When I described what my normal hairstyle looked like, and what I was hoping to find, Reggie immediately found three wigs for me. The first: too overpowering. The second: too much hair. The third: perfect! He was thrilled! I was thrilled! Susie, my fashion consultant, was thrilled! Reggie sent us outside with a mirror and told me to walk around and look at myself in the natural light before I made a decision. Susie and I agreed it was perfect, and we saw no need to try any others on. We bought my wig, I gave Reggie a big hug (I couldn’t help it, he was just so sweet), and Susie drove me home to grab some lunch.

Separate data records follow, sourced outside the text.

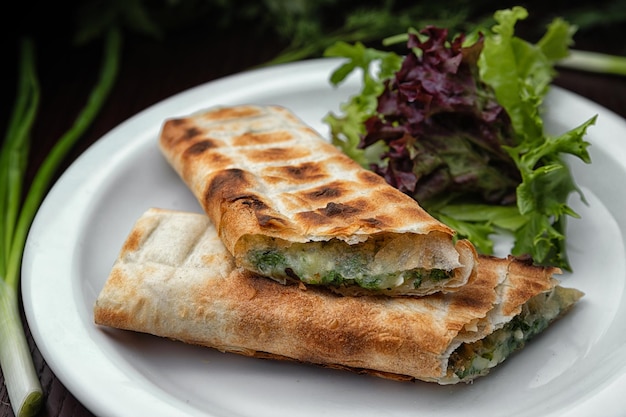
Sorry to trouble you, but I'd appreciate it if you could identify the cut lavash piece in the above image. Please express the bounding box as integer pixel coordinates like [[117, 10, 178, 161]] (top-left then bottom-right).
[[160, 105, 476, 295], [94, 209, 582, 384]]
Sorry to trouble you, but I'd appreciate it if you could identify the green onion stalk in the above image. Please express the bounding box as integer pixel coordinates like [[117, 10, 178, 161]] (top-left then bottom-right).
[[558, 50, 626, 76], [0, 29, 121, 417]]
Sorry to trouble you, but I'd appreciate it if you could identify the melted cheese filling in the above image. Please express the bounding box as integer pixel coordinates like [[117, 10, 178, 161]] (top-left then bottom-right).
[[243, 235, 459, 290], [448, 286, 580, 381]]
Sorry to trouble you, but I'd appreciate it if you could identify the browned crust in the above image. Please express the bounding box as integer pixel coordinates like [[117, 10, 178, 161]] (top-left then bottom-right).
[[94, 210, 572, 381], [160, 106, 468, 274]]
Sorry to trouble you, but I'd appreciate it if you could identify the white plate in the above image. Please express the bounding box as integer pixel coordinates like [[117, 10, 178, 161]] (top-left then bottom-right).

It really was a good day. Things are going well. I had some stew tonight, went to bed earlier than the kids, and got a good solid three-hour nap before waking up to baby's cries. At that moment when I opened my eyes, John walked in to retrieve the baby monitor and startled me. I screamed and jumped and somehow flailed my arm across the nightstand and knocked over my bowl of crackers in between the bed and nightstand, which made such a rattle that between that and being scared out of my wits I decided that I was not going to get back to sleep any time soon. But I had expected to be up for a little while tonight anyway, thanks to the steroids they give me to make the anti-nausea drugs work better.

So I can add today's things to my list of what makes me happy: finding the perfect wig, having fun with my sister at chemo, and laughing over a flying bowl of crackers.

John is just now making me a cup of tea, some of the Sleepytime tea my friends Christine and Susanne gave me. Hopefully that will do the trick and I can enjoy some more quality sleep....on my tummy of course. That of all things right now would bring me great joy!